Insights

Reshaping 70-20-10 in the Collaborative Economy

As a learning strategist, I was recently struck by the parallels between the Collaborative Economy and a phrase we hear regularly in the L&D world called “70-20-10”, in particular the “20” piece – how we go about learning from others. 

Sounds simple right? Yet in many organisations learning from others is a critically underleveraged learning method.  
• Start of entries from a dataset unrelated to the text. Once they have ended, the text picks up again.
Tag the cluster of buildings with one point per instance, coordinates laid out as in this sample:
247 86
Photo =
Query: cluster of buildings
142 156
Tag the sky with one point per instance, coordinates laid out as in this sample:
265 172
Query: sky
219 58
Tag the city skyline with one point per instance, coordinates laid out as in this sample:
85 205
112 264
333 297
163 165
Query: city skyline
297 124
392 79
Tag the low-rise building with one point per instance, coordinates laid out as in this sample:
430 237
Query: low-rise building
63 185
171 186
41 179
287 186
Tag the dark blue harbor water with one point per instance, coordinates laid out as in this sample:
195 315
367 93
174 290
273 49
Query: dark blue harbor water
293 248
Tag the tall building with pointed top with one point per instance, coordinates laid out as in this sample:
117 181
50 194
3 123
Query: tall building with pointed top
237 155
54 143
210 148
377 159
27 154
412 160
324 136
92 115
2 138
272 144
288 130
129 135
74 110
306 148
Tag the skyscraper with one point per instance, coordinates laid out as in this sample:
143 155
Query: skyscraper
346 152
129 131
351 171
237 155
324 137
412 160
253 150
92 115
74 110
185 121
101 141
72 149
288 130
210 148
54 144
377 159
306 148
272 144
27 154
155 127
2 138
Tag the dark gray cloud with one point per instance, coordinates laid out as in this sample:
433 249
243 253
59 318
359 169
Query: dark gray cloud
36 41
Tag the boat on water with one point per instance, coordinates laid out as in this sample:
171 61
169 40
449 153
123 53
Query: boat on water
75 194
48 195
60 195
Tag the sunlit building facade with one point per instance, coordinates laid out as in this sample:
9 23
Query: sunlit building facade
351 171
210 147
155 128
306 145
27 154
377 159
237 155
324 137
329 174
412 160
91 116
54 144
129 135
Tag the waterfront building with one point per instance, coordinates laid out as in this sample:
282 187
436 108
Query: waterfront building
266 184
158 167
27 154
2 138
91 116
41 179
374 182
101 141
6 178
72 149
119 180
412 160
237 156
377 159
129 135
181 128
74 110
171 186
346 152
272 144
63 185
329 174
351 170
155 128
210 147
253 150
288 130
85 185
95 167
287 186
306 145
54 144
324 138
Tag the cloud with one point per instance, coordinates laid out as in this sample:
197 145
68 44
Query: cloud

However, if we look at the key features of the Collaborative Economy, there are many valuable insights we can apply to our models of learning.  Let’s look at each in turn:

  • Moving from passive to active role as consumers – in the collaborative economy, consumers want services on-demand.  If people want to know something, they look it up on Wikipedia, if they need to do something new, they seek a demonstration from YouTube.  Organisations should expect learning to run at the same speed of their business, and shifting the way we meet “wants” and “needs” in the workplace will enable employees to take greater ownership of their learning by “pulling” learning content that is short, targeted and easily accessible at the time of need, rather than volumes of content being “pushed” to them via structured programs.  This will require organisations to strongly align learning content to meeting their strategic direction and the return on investment can be measured not in happy sheets but in how the strategy or goal is executed.
     
  • Distributed power, trust and access – on-demand learning which is “pulled”, changes the target audience.  Rather than the selected few, who are often chosen according to role and hierarchy, access to learning in this new environment is not as constrained.  This potentially opens up development opportunities to all, and for organisations this offers much greater value of investment per participant. The “others” from whom participants share learning becomes a much broader and diverse base.
     
  • Technology enables us to unlock underutilised resources – a number of businesses around the world have emerged that tap into the power of technology to enable people to connect with each other and share all kinds of assets from spaces to skills to well, stuff.  Technology is creating a marketplace for things that have never had a marketplace before.  Taskrabbit for example, enables consumers to outsource errands and skilled tasks to trusted people in their community.  70 per cent of these “trusted people” were unemployed or underemployed before joining.  For businesses, outsourcing tasks using technology can tap into a population with different skills and knowledge, in different time zones allowing work to be done 24-7, and who can offer the variety and flexibility of working this way.  As our demographics shift, take into consideration the wealth of knowledge and experience that is leaving organisations as Baby Boomers are retiring.   Many may wish to remain somewhat connected to the workplace and technology enabled tasking can enable tapping into such rich resources.
     
  • Transform how we match peoples “haves” with peoples “wants” – the foundation of the collaborative economy is peer to peer platforms.  With the right platform and conditions to support it, the learning system will naturally flourish rather than having to be managed by HR.  Matching what skills people have with what learners want or need will help workers get things done and build their reputation capital, turning learning into an embedded social system.

My hope is that if the world of learning and development truly embraces the principles of the collaborative economy, we might stop talking about 70-20-10 and realise that that 20, actually needs to be more like 50, or that the 70 and 20 should really just be combined to be 90.  In years to come we will look back on the 70-20-10 concept, in the way that we now think about the choice we used to make between VHS or Beta tapes, or the Melways or the UBD street directory and realise that the real game was not about choosing between those alternatives but rather creating an entirely different paradigm which provides infinite, moment by moment choices, which we navigate intuitively.

And, at the end of all of this, learning from others will become inextricably interwoven into our success as individuals in our roles, and our organisations success as a business, not in just the 70, 20 or the 10, but 100% of the time.